4. I will give. I will give time to those I love. I will give attention to those who need it. I will stop focusing so much on me and start giving to those around me. This can be as simple as a smile, a hug, a laugh, a dollar, etc. The real focus today is not what can I get out of it, but what can I give to it, to you, to them. This will be a work in progress, but if there’s a way I want to be remembered, it’s not for being selfish.
5. I will breathe. I won’t just take a breath. I will inhale and exhale, inhale and exhale, inhale and exhale. I will fill up and empty out. I will be aware of this energy, this life, this time, this moment. The easiest way to become aware of this very moment, is to breathe mindfully. If there is one thing we take for granted it is the power of the breath. It’s so automatic that we rarely recognize that it’s happening. What’s the first thing we do in times of anger or unease? We hold our breath. When we do so, what often follows is something we regret. So today, I will stop that cycle by just breathing. Sounds so easy, but it’s not at all. I may need to remind myself over and over, but I will do it.
I think that I am off to a good start on filling up this new clean sheet. Sure it won’t be perfection and I may have a few bumps in my day, but this is what I have. I may have another 365 blank pages to be filled in but each new day will be page one. Today, how will I leave my mark? What will I do to leave my imprint? How will I fill up this blank page so that someday, someone will want to go back and read it.

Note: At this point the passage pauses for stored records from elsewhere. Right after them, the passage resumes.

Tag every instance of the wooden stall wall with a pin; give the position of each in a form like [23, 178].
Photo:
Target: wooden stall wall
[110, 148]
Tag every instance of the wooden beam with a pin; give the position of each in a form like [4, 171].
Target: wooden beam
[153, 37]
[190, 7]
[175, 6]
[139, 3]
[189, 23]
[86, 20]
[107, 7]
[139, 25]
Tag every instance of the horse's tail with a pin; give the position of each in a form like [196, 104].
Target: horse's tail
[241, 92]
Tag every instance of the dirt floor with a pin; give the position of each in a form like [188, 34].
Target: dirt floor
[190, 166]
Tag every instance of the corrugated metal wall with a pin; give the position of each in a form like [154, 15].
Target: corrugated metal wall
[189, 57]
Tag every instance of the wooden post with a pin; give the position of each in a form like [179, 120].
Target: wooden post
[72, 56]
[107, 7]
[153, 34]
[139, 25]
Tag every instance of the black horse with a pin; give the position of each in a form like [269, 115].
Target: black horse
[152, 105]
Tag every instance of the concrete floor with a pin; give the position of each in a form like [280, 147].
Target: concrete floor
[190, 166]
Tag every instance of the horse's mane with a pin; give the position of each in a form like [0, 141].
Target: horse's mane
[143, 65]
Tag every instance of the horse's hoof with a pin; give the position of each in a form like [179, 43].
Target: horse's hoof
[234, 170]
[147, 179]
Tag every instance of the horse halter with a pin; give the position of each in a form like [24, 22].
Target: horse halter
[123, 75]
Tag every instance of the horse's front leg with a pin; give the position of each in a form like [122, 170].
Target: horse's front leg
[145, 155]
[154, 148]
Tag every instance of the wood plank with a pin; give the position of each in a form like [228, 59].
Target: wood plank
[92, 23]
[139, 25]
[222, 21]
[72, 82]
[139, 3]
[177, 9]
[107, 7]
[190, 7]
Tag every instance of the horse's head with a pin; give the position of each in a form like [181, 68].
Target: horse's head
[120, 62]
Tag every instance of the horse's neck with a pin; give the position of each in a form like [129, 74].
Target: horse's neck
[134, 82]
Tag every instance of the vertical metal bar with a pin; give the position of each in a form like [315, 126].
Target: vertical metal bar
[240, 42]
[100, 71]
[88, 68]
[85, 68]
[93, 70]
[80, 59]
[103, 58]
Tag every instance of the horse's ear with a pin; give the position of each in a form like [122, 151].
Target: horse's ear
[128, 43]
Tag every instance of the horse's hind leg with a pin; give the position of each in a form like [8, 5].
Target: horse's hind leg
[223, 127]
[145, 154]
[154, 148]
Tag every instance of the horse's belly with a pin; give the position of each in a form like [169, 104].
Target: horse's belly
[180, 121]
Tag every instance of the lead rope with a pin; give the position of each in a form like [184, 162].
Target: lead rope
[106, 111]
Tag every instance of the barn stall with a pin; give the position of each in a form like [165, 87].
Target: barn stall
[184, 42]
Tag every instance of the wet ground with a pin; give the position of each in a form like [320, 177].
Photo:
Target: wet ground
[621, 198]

Ok, let’s take some time in the kitchen. I said I was going to savor things today, and this recipe is worth savoring. I have been working on granola bars recently, but every time I bake them, they come out dry or flavorless. I thought I would go ahead and try my hand at a no bake bar and see if the results would be better. I am definitely happy to share this new recipe with you. These are a bit like the no bake peanut butter bites I make but adjustments were made to amounts of ingredients so that the bar would hold together better. These take about 5 minutes to put together and are full of protein. This recipe can be easily modified to add some of your favorite granola bar add ins. Use this as a base, but the possibilities are endless! Enjoy!

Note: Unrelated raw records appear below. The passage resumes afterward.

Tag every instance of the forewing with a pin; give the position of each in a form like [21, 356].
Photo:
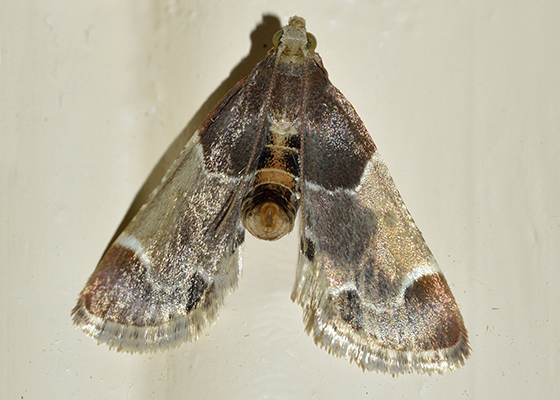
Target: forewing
[370, 287]
[165, 276]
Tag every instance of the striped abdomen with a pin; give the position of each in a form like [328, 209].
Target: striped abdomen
[270, 208]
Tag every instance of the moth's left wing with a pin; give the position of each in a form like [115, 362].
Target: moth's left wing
[370, 287]
[166, 275]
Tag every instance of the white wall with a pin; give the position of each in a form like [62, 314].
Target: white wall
[462, 98]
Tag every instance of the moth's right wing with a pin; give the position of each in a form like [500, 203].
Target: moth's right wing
[165, 276]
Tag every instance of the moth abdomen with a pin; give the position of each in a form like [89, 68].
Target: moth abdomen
[270, 208]
[269, 211]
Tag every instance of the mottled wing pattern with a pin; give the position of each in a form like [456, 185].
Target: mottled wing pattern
[165, 276]
[370, 287]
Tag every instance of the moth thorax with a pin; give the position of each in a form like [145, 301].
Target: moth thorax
[269, 211]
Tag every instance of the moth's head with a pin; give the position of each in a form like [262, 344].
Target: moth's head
[293, 41]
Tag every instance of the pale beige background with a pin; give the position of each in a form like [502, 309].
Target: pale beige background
[461, 97]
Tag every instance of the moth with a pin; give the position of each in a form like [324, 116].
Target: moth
[284, 138]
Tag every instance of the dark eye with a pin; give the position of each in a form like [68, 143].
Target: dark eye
[276, 38]
[311, 40]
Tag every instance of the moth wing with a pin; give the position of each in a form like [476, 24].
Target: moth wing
[370, 287]
[165, 276]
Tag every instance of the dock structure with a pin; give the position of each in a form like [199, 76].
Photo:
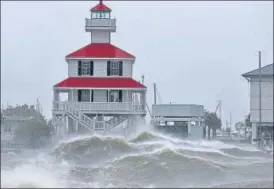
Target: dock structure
[101, 93]
[261, 102]
[182, 120]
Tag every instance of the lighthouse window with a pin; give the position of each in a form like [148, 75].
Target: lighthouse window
[100, 15]
[115, 68]
[115, 96]
[86, 68]
[85, 95]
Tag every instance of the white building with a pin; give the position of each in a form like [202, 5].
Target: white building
[266, 101]
[101, 91]
[182, 120]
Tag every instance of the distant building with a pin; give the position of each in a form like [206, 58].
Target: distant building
[8, 127]
[266, 125]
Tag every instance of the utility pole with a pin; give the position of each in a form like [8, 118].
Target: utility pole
[260, 101]
[154, 87]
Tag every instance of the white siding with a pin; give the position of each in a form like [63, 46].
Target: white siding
[100, 68]
[267, 116]
[127, 68]
[100, 37]
[127, 96]
[266, 100]
[99, 96]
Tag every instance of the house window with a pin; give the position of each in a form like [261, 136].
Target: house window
[85, 68]
[85, 95]
[115, 96]
[115, 68]
[99, 15]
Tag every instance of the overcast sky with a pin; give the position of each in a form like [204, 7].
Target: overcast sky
[194, 51]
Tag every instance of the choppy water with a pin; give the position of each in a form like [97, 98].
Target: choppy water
[146, 160]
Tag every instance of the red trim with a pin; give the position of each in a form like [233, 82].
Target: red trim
[100, 50]
[100, 7]
[97, 82]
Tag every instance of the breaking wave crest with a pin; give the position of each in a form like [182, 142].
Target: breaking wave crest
[144, 160]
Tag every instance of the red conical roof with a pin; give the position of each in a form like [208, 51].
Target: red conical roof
[100, 7]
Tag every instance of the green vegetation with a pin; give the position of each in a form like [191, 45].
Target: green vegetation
[213, 122]
[35, 132]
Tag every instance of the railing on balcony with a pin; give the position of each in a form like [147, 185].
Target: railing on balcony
[99, 106]
[101, 23]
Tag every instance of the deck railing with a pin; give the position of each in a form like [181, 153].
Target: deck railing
[99, 106]
[101, 22]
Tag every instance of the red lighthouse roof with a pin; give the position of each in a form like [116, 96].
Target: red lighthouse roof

No Bake Clean Eating Granola Bars
1 1/4 c rolled oats (regular or gluten free)
1/2 cup natural peanut butter or almond butter
1 tsp vanilla extract
1/4 c pure maple syrup
2 T honey
1/2 cup coconut (shredded or flaked)
1/2 cup sliced almonds
1/2 cup flax meal
Optional add ins: dark chocolate chips, dried cranberries, raisins, pecans, etc.
1. Combine all ingredients in a mixing bowl. Fold in optional add ins if desired.
2. Press into a baking pan or dish. I used a 6×8 Pyrex dish as I wanted mine to be nice and thick.
3. Let chill in the fridge for about 30 minutes. Cut and serve.